La pareja se queda estupefacta en la casa, tratando de encontrar lógica a lo sucedido.
㇐Esto es lo más estúpido que has hecho en tu puta vida, Manuel ㇐el coraje se siente crudo en su voz.
㇐¿De qué tú hablas?
㇐No te hagas el pendejo. Quieres asustarme para que venda las muñecas, pero no va a pasar. El mismo diablo puede metérseles por dentro y se…
Manuel golpea con tanta fuerza a Helen que ella cae tiesa.
㇐¡Dios libre, mujer! ㇐Manuel va a la cocina y se sirve un vaso de whiskey que se toma de un cantazo, repitiéndose a sí mismo que él no está loco.

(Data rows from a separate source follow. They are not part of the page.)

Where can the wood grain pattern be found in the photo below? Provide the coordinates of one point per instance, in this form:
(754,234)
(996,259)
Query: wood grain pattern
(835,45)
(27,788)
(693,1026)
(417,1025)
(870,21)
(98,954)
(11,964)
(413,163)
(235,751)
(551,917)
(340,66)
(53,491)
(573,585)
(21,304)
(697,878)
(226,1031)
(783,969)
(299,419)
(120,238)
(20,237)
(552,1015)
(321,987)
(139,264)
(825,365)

Se sirve otro y llama a la casa de empeño, donde le certifican que él no había llevado ninguna muñeca.
㇐Pero cómo tú me vas a decir una cosa así, si aquí tengo los chavos que me diste ㇐busca su cartera y al abrirla, como casi siempre, está vacía㇐. No puede ser.

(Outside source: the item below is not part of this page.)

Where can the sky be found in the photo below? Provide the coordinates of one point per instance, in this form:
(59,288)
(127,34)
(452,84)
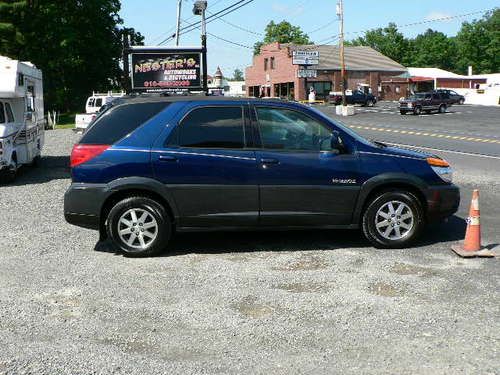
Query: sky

El cuarto comienza a dar vueltas y se nubla su vista. Cuelga el teléfono, se da otro buche de whiskey y se desbalancea, como si este segundo vaso hubiese sido su décimo. Manuel agarra la muñeca de porcelana, pero como si hubiese agarrado una flor con espinas, siente una hincada. Al ver debajo del vestido de la muñeca, encuentra una navaja GEM. Rebusca en las que están a su alrededor y también encuentra navajas, hasta que un golpe lo hace desplomarse sólido al suelo.

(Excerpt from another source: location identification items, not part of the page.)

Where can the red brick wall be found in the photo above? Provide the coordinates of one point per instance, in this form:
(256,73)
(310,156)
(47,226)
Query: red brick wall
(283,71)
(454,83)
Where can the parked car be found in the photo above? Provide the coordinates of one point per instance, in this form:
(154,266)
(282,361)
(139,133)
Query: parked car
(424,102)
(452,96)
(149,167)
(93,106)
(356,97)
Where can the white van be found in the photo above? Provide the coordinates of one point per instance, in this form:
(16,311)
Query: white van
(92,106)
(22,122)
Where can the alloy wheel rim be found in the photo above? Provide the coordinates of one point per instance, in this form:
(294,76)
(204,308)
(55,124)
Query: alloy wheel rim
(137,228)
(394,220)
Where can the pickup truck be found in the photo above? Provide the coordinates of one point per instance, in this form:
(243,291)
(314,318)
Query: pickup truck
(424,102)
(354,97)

El clamor de Helen, tan desesperado como un chillido, levanta a Manuel alarmado. Él, aturdido aún por el golpe, va recuperando la conciencia para inmediatamente sentir que le falta el aire por un agudo dolor en el rostro. Trata de quejarse, pero no puede, se le llena la boca de sangre. Al escupirla se percata del charco que ya se acumulaba en el suelo. Se toca la cara y ruge en agonía. Se levanta, aún mareado, sin poder casi respirar. Helen grita su nombre a su lado, mientras él se sostiene su oreja mutilada. Manuel mira y, al lado de la muñeca de porcelana, ve un trozo de carne, que al agarrar se da cuenta que es su nariz.
Apenas con algo de cordura, Manuel corre tratando de escapar de su casa hasta llegar a la calle. Helen le sigue, y los vecinos, como siempre, solo ignoran. En su terror, no ve el carro venir. Luego del impacto, el conductor frena, dejando las marcas de las gomas en la brea, pero casi enseguida se va a la huida y Manuel se queda tirado en el pavimento, pintando rojiza la calle. Helen deja de gritar y gemir al instante, solo se sienta tranquila al lado de su esposo. Él se asfixia en su propia sangre y ella saca de su brasier un cigarrillo, el cual fuma, mientras sostiene su oreja y disfruta de las estrellas.